Why in-memory data grids matter in event-driven and streaming data architectures
We work within IBM Services and spend most of our time in the field, working hands-on with our clients on delivering their projects. We have seen the adoption of event-driven and streaming architectures increase to the point where they are fast becoming the standard for use cases that are event-driven or require real-time stream processing.
In our client projects, we have found that in-memory data grids (IMDGs) play an important role in high-throughput and zero-data-loss event-driven architectures. In this article, we will share our view on the role data grids play in event-driven architectures and our lessons learned.
We continue to evolve this architecture as our clients add use cases to leverage the platform further and make it an integral part of their solutions.
What are in-memory data grids?
"The goal of [IMDGs] is to provide extremely high availability of data by keeping it in memory and in highly distributed (i.e., parallelized) fashion. By loading terabytes of data into memory, IMDGs are able to work with most of the big data processing requirements today."
Nikia's blog and GridGrain's IMDG white paper are good resources on IMDGs, so we won't duplicate them. Instead, we'll focus on their key characteristics:
- An IMDG has a data store where you can store objects.
- The data is stored in memory.
- The data is partitioned across the nodes of a cluster.
- Nodes can be added easily to add more memory to the grid.
With that context, we'll dig deeper into why IMDGs are important.
Why are IMDGs important?
Rapid advances in digital, social, and Internet of Things (IoT) capabilities are giving rise to innovative business applications. They are also fueling exponential growth in data volumes. Modern systems process millions of events and generate massive amounts of data. Organizations are also exposing their business functionality as APIs with stringent response times and larger throughput service-level agreements (SLAs). These modern applications and services require high-speed access to data to ensure engaging user experiences and meeting throughput and response time SLAs.
These application scenarios may put this in context:
- Trade processing applications: These applications have massive throughput requirements, and each trade-related event must be processed in the context of its history, investor profile, and financial position. At the same time, business operations users must have a real-time, aggregated view of key risk and financial metrics across geographies, clients, and types of securities.
- Payment processing systems: These also have massive throughput requirements. Each payment must be correlated to the previous transaction history, the customer's financial position, and regulatory checks, which might span multiple transactions.
- Online commerce applications: These applications require fast access to product catalogs to manage customers' shopping carts, make recommendations based on items in the shopping cart and other factors, adjust search results based on the user's past browsing and buying behavior, and other criteria.

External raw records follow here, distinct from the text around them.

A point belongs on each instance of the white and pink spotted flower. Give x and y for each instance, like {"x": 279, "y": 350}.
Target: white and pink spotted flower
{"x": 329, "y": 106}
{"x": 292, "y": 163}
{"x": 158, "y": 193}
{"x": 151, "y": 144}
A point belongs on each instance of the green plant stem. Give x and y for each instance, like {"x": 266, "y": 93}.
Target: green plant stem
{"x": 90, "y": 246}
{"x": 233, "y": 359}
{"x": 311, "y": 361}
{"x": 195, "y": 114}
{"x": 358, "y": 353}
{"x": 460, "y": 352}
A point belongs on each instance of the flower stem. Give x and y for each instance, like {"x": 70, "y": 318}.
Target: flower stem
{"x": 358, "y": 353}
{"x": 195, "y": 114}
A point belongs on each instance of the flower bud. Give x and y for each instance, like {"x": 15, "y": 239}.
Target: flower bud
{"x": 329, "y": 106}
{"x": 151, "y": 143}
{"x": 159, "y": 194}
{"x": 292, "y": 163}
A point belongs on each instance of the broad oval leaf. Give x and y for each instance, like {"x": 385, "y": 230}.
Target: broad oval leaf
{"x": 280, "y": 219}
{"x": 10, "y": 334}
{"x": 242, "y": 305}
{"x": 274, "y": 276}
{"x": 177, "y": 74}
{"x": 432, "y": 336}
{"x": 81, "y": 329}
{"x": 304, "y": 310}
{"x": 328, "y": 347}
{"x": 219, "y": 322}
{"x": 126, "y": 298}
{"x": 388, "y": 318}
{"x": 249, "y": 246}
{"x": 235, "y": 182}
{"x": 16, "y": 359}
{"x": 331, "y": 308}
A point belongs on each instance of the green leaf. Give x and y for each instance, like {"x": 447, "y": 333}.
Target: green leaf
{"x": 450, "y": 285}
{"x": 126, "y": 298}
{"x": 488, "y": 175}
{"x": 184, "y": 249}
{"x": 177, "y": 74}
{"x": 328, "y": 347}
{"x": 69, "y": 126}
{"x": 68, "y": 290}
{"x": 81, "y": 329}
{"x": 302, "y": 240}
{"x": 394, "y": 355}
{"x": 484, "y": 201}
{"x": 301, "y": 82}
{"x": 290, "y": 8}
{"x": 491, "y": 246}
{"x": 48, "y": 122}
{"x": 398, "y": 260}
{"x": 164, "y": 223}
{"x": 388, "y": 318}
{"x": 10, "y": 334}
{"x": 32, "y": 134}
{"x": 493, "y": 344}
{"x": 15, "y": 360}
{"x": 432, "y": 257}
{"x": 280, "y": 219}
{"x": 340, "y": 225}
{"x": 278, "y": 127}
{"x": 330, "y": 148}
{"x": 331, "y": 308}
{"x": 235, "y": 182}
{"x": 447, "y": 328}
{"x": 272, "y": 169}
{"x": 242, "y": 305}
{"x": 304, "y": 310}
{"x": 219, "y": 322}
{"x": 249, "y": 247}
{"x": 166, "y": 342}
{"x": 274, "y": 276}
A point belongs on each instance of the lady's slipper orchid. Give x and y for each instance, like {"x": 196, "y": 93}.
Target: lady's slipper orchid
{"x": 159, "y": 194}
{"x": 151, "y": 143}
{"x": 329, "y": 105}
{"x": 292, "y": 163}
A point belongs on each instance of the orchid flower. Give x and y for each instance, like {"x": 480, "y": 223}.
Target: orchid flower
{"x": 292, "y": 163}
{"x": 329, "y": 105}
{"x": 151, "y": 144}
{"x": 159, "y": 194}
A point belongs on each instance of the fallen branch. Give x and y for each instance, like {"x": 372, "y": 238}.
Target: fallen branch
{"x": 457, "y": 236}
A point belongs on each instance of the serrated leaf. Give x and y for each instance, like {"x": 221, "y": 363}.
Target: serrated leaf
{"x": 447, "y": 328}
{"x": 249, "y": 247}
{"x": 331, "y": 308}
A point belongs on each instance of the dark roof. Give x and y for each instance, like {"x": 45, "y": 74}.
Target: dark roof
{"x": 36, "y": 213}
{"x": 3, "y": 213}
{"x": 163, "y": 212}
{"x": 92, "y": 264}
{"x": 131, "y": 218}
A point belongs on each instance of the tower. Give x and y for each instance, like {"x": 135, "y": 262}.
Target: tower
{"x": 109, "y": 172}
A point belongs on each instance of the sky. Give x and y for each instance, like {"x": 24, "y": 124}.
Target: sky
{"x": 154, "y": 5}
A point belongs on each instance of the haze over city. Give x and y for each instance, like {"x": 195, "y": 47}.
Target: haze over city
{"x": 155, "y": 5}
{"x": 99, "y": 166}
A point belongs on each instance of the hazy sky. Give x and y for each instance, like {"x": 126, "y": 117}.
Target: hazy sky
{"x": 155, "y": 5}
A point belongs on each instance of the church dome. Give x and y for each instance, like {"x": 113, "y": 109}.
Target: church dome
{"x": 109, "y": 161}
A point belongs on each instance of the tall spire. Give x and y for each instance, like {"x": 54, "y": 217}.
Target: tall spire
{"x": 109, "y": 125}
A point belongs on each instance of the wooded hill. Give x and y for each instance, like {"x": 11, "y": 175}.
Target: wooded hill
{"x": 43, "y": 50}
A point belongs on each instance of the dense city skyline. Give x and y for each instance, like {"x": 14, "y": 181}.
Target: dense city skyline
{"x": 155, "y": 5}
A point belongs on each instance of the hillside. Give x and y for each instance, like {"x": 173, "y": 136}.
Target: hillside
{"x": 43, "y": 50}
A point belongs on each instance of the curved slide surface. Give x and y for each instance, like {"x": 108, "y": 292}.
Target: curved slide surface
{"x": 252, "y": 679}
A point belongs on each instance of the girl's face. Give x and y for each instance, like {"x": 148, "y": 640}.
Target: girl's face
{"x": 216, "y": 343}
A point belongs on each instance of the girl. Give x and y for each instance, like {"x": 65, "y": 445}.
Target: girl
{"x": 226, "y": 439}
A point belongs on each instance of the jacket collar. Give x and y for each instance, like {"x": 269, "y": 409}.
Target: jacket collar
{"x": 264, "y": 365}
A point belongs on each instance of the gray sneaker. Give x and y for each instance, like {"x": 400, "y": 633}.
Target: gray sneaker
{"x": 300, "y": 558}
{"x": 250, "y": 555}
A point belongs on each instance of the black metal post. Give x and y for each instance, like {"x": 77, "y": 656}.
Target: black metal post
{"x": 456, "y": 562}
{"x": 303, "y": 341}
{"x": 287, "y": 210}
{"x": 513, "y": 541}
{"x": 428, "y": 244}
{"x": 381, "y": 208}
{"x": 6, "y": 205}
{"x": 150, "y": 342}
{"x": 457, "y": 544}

- Open banking: In a typical open banking scenario, a bank exposes an API to provide a customer's account balance and other details. Third-party application developers then leverage this API to build rich mobile applications. This results in an exponential rise in the number of account-data queries.
Building these applications with traditional databases would involve substantial engineering complexities, especially those related to meeting non-functional requirements including response time and throughput.
IMDGs can create a fast data layer that will help with looking up data, storing states, and storing and maintaining business and operational metrics. They can also be used as a primary data store and then use its write-behind capability to write the data into back-end databases.
Populating IMDGs is not expensive in terms of performance and effort. It can be done concurrently and using established architectural patterns such as pub-sub (publish-subscribe) and change data capture (CDC).
A typical usage pattern that we have observed with IMDG and event-driven architecture is depicted below:
Some of the characteristics of IMDGs that we like a lot are:
- Fast and highly concurrent access to data
- Help reduce the load on systems of record
- Distributed and fault-tolerant nature
- Easy to scale as data volumes increase
- Support for cloud-based architectures
- Ease of setup and deployment
- Some (such as Apache Ignite) provide an ANSI-99 SQL-compliant interface with JDBC and ODBC drivers
- They are also rapidly becoming cost-effective as memory costs come down.
Where can you use IMDGs?
The following are four of the ways we think using an IMDG is beneficial.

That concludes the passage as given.